LOUISVILLE, KY (WAVE) - Muhammad Ali represented many different things to many different people. What did he represent to you? A great boxer? A humanitarian? A symbol of peace? A Muslim?
For me it's simple. He was a Louisvillian.
Anyone born and raised in this city has a connection with the champ. I was born in 1971, and he was always our champ.
I do remember seeing him fight, the second Leon Spinks fight is the first I can recall. His black and white trademark shorts etched in my memory.
However, as a sports reporter in this city for the last 20+ years, I have also had the fortune to have some, although limited, interactions with Ali.
The first came during the Ali Cup, an international amateur boxing event at the Kentucky International Convention Center in 1997. Shooting highlights for WLKY-TV at the time, I remember noticing that Ali was ringside for much of the action. I also realized that they were selling Everlast boxing gloves at the merchandise counter for $20 a pair. I told my girlfriend at the time, a news reporter at the station, Connie Leonard, that it would be a good idea to buy some gloves and have the champ sign them.
I didn't think I would have the time to pull it off, but found the time, and came back to the station the next night with a couple of gloves signed by Ali. She was furious and I wasn't sure why. It wasn't until my birthday a few months later that I found out the root of her hostility.
She had worked out a deal with another photographer, begging him to make a special trip and wait in line to get a pair of gloves signed for me. She also had taken my press pass and had that signed as well. She put it all in a shadow box, along with a program from the event. It is still prominently displayed in my basement. The extra gloves became gifts for my dad and nephew.
Some seven years later, after making the move to WAVE-TV, I was invited to a station sales event at the Brown and Williamson Club at Papa John's Cardinal Stadium. WAVE flew in Bob Costas from NBC Sports and Ali to help promote the upcoming Olympic Games.
I was sitting a table over from Ali and watched as he drew on the tablecloth. His drawing was auctioned off at the luncheon.
I waited around afterward, hoping to get a picture with the Champ. He took pictures with some clients and as they were heading out of the room, I remember someone saying that he was in a hurry to catch a plane. I said I just wanted one pic with Ali. All I wanted was a picture of me and Ali standing next to each other smiling. Ali grabbed my fist and put it up to his face. He had his fists at his waist. It is a picture that I treasure.
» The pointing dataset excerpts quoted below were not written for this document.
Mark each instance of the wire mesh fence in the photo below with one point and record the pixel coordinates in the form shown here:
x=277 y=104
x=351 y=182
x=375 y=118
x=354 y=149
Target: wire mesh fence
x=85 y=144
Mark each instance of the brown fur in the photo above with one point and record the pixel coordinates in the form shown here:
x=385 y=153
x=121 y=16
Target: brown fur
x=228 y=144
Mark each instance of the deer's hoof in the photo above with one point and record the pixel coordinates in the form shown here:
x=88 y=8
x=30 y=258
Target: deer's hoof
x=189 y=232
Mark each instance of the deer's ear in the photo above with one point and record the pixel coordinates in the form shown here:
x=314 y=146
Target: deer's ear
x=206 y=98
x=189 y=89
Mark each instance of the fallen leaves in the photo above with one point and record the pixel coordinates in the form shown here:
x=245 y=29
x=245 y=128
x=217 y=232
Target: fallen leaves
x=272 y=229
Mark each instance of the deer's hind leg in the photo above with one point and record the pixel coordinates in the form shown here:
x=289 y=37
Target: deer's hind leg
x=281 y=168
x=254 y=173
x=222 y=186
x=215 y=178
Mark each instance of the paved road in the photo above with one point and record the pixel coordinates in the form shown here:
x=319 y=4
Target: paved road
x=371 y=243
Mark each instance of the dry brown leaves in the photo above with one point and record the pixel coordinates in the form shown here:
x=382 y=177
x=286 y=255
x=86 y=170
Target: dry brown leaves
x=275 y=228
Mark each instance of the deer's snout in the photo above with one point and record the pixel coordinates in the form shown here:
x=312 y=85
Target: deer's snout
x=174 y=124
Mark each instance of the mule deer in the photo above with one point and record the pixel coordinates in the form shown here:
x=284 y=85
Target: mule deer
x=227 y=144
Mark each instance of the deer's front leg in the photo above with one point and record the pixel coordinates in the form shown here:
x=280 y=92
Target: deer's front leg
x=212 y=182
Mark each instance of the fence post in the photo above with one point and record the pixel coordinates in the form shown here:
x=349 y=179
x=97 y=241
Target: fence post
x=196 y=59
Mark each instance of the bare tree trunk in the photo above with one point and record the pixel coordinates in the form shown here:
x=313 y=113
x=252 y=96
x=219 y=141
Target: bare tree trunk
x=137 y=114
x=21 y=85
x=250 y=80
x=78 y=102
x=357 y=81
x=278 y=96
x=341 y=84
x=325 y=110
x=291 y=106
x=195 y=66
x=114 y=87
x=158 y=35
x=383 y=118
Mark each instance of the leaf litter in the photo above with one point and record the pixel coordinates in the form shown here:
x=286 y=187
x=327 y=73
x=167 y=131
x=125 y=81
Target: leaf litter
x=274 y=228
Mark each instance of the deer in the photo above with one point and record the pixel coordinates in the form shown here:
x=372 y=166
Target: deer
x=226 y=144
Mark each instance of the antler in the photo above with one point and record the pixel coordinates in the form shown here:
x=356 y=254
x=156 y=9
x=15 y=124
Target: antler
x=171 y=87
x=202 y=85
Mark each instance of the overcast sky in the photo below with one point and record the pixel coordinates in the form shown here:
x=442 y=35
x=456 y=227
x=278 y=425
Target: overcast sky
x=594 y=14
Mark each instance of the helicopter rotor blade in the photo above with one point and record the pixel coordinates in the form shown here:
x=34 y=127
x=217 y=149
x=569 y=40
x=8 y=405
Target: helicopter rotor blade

I was also fortunate enough to be in the stadium when Ali was at midfield for the coin toss at the 2007 Orange Bowl and the 2013 Sugar Bowl. His mere presence overshadowed the game. It got everyone's attention.
I was in the fairway on the first hole during the 2008 Ryder Cup when Ali pulled up in a golf cart to greet the European team. I talked with Ian Poulter immediately after and he was like a little kid who had just met his idol.
I was in the elevator for a UofL baseball postseason game and was stunned to get on the elevator and see the Champ standing there.
Six days before he transitioned from this life, I was in the Ali Center, and purchased a t-shirt in the gift shop. It says "Louisville, KY Cassius Clay"
I wore it one week later and I'll wear it many times again in the future. It states a simple truth that makes me and everyone who shares a birthplace with me proud. We are blessed to say that we have something in common with a man who changed the world. He stood up for what he believed in. He preached and practiced peace. He was a uniter, and without question, The Greatest of All-Time.